Any Hedge Edge?
For those of us who invest in stock markets around the world, 2014 was a year of mixed returns. U.S. investors who invest in international stocks receive the returns in those markets in dollars, not yen or euros. In fact, even though some foreign stock markets had positive returns in their local currency in 2014, their returns were negative when converted back to dollars.
According to Bryan Harris of Dimensional Fund Advisors, the MSCI Europe (stock) Index returned 6.84% in euros but -6.18% in dollars in 2014. The difference was due to the decline in the value of the euro relative to the dollar in 2014. In other words, U.S. investors who invested in the European Stock Index had a negative return (in dollar terms) even though the European Stock Index had nearly a 7% return for the year. The return difference (in dollar terms) for U.S. investors is known as currency risk.
Should U.S. investors avoid currency risk altogether and just invest in the S&P 500? Only if they are willing to accept LOWER long-term expected returns.
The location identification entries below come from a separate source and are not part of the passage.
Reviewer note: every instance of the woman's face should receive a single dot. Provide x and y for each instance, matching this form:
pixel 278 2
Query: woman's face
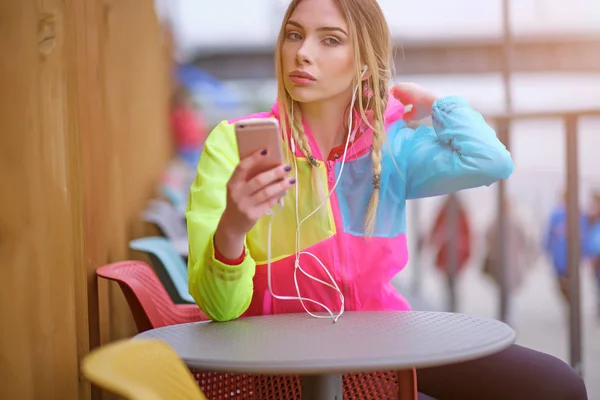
pixel 317 54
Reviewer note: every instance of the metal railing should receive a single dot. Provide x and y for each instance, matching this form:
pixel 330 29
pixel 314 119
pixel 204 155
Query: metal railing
pixel 503 123
pixel 571 131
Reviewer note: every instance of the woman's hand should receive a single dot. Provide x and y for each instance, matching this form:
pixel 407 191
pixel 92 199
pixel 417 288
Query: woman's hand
pixel 421 100
pixel 248 199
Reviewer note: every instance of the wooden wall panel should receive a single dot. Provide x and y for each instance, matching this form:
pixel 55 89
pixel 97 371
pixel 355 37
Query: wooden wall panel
pixel 83 140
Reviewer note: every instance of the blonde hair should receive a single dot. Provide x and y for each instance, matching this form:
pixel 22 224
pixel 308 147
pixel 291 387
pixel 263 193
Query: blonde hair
pixel 370 35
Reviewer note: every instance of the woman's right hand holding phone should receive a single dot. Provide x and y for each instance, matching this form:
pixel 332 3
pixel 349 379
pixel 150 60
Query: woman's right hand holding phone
pixel 248 199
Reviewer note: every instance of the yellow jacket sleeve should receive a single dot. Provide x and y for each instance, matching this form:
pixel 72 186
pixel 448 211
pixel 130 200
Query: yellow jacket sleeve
pixel 222 291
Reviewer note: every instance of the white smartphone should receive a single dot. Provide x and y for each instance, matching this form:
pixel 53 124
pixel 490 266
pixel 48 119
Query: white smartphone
pixel 260 134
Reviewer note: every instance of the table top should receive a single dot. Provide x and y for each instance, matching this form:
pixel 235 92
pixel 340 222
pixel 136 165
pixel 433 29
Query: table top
pixel 359 342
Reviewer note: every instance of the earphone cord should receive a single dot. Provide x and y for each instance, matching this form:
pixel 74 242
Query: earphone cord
pixel 298 253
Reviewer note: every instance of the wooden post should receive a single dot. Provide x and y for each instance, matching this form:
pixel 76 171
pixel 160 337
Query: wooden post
pixel 84 139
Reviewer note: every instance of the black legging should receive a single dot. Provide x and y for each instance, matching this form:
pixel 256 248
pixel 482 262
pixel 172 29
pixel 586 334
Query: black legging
pixel 517 373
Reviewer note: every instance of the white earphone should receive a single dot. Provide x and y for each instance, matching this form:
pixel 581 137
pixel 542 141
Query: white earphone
pixel 333 285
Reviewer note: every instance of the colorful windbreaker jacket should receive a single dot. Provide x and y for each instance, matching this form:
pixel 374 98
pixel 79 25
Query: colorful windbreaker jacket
pixel 459 151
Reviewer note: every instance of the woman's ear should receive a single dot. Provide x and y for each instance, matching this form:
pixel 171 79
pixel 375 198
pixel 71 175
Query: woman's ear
pixel 365 73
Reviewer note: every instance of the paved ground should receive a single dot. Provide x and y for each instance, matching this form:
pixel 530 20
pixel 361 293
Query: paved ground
pixel 539 316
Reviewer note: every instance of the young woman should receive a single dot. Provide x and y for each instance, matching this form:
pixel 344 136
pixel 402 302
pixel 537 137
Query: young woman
pixel 352 162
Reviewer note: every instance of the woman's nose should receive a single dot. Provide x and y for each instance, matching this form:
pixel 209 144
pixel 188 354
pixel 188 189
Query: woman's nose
pixel 303 55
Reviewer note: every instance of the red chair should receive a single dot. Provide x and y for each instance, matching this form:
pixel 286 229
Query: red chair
pixel 152 307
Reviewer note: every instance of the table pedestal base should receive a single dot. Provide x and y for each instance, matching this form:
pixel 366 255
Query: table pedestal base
pixel 322 387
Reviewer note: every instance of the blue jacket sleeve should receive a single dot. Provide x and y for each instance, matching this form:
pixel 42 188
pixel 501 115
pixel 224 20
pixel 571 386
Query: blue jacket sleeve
pixel 461 151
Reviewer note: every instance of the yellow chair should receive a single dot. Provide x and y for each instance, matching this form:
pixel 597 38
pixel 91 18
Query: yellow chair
pixel 141 369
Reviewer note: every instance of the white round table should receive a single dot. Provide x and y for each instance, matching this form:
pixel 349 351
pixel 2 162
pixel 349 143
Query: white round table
pixel 320 351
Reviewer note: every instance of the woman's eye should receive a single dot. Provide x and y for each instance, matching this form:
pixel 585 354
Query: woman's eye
pixel 294 36
pixel 331 41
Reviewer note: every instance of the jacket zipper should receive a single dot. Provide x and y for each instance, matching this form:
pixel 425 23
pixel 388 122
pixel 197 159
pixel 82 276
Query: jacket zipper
pixel 339 230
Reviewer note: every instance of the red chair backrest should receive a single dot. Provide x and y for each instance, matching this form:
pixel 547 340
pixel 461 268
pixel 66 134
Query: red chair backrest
pixel 148 300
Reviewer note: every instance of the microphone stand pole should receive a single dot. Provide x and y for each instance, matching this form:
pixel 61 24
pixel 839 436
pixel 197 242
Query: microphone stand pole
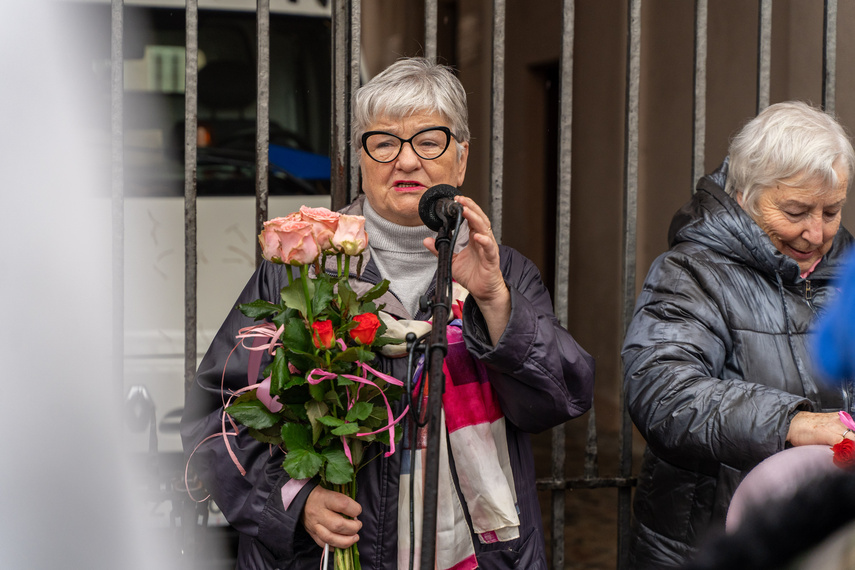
pixel 436 351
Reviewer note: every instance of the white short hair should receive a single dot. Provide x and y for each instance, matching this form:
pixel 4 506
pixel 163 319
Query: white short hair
pixel 407 87
pixel 790 141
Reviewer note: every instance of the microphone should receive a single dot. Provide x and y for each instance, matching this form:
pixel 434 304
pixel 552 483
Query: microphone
pixel 437 206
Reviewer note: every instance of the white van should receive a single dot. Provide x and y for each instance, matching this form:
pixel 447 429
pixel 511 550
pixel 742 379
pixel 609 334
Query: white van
pixel 300 91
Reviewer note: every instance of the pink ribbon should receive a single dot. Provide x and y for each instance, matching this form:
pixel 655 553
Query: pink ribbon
pixel 264 330
pixel 317 376
pixel 846 419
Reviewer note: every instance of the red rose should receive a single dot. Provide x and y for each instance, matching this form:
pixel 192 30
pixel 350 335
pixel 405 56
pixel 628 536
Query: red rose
pixel 367 329
pixel 322 334
pixel 844 454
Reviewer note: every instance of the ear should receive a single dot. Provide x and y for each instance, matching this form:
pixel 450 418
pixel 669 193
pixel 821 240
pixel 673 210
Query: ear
pixel 461 164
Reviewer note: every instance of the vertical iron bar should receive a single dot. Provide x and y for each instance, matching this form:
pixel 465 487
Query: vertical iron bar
pixel 117 79
pixel 764 54
pixel 829 56
pixel 562 260
pixel 355 59
pixel 630 206
pixel 431 26
pixel 497 145
pixel 699 111
pixel 340 154
pixel 191 72
pixel 262 116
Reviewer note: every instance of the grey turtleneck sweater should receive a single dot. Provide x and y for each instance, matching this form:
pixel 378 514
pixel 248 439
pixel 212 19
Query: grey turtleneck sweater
pixel 400 256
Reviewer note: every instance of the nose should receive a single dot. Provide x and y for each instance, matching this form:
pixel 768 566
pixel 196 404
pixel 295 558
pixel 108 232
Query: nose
pixel 407 159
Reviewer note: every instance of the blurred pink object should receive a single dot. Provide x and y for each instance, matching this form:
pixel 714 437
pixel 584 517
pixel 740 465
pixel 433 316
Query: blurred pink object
pixel 779 477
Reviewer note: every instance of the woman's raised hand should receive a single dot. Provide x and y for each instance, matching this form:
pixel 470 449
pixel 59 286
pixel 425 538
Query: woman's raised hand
pixel 476 267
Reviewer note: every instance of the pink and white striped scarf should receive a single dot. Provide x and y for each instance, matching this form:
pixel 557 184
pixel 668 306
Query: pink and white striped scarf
pixel 476 433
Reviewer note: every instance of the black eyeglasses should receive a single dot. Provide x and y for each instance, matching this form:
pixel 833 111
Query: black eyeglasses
pixel 427 144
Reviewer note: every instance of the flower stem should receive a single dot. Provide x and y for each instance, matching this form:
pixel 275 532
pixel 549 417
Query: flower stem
pixel 304 277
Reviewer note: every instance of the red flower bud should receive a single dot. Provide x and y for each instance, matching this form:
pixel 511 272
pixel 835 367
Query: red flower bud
pixel 367 329
pixel 844 454
pixel 322 334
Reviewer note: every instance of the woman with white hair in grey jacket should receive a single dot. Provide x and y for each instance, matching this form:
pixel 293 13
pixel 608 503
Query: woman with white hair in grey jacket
pixel 717 366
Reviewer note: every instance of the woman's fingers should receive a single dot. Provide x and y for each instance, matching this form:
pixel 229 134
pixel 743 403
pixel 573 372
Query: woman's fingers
pixel 808 428
pixel 329 518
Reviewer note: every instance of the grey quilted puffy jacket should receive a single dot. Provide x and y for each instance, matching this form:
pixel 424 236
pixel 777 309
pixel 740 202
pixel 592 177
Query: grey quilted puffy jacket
pixel 716 363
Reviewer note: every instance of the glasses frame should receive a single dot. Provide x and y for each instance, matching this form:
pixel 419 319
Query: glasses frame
pixel 446 130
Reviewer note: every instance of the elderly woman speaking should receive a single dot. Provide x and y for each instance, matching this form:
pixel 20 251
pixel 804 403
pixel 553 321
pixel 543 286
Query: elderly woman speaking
pixel 717 370
pixel 411 132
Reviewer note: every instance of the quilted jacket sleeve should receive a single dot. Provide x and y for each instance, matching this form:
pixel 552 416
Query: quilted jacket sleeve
pixel 691 412
pixel 252 503
pixel 540 373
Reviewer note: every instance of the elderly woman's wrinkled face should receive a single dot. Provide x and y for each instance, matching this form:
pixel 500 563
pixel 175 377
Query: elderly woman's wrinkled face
pixel 394 188
pixel 801 222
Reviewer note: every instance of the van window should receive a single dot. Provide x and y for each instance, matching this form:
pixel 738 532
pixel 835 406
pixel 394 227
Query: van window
pixel 154 99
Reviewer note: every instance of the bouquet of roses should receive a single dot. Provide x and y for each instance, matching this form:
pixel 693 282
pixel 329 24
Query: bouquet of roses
pixel 321 401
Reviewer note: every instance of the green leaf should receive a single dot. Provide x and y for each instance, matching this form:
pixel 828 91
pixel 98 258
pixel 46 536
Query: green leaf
pixel 297 338
pixel 331 421
pixel 259 309
pixel 315 411
pixel 317 391
pixel 278 372
pixel 346 429
pixel 349 303
pixel 253 413
pixel 302 463
pixel 296 436
pixel 375 292
pixel 364 355
pixel 298 410
pixel 338 469
pixel 360 411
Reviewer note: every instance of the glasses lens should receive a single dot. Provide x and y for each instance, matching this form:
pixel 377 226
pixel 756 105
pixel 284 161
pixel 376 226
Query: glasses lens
pixel 382 147
pixel 430 144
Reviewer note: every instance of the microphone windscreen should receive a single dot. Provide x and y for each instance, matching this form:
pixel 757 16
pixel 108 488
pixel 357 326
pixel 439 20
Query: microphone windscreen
pixel 427 204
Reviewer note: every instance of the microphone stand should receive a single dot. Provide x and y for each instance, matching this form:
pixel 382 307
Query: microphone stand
pixel 436 351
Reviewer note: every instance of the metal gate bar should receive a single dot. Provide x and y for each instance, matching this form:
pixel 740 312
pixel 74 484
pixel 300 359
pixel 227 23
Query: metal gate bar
pixel 431 28
pixel 699 109
pixel 497 120
pixel 262 118
pixel 829 56
pixel 191 88
pixel 117 160
pixel 764 54
pixel 346 28
pixel 630 207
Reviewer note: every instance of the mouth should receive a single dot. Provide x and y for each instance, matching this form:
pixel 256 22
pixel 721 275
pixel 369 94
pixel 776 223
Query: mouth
pixel 801 255
pixel 408 186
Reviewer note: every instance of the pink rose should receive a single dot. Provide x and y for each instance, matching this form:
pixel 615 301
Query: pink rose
pixel 323 334
pixel 288 240
pixel 324 223
pixel 350 237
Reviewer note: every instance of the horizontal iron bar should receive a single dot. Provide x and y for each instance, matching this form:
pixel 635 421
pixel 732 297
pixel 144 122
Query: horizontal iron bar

For the period from January 1, 1970 through December 31, 2013, the S&P 500 returned an annualized return of 10.4%. That's not bad until you compare that to a globally diversified portfolio that returned an annualized 12.8% over the same period—that is after deducting a 0.9% annual management fee from the return.
How can U.S. investors reduce currency risk? By hedging the value of the international currencies against the dollar. The tools to do this are beyond the scope of this discussion but does currency hedging pay off for investors? A recent paper by Vanguard explores this question.
The paper outlines (and analyzes) the key factors for those considering currency hedging.
The expected return on a hedged portfolio is lower than the expected return for the unhedged portfolio. Currency hedging is not free!
As the return volatility of the asset class increases (and exceeds currency volatility) the benefits of currency hedging decrease. For example, bond returns are typically much less volatile than stock returns. Currency hedging for international bond investors is more beneficial than for international stock investors.
Investors with a global stock portfolio allocated along the lines of the global stock markets hold about 50% of their stocks in the U.S. That leaves only half of their stock portfolio exposed to currency risk. Limiting bond holdings to high-quality U.S. bonds eliminates fixed income currency risk. So, an investor with a 25% U.S stock/25% international stock/50% U.S. bond portfolio, only exposes 25% of the total portfolio to currency risk.
A solid case can be made for using a currency hedge for an international bond portfolio. It is more difficult to make the case for adding the cost of currency hedging to an international stock portfolio.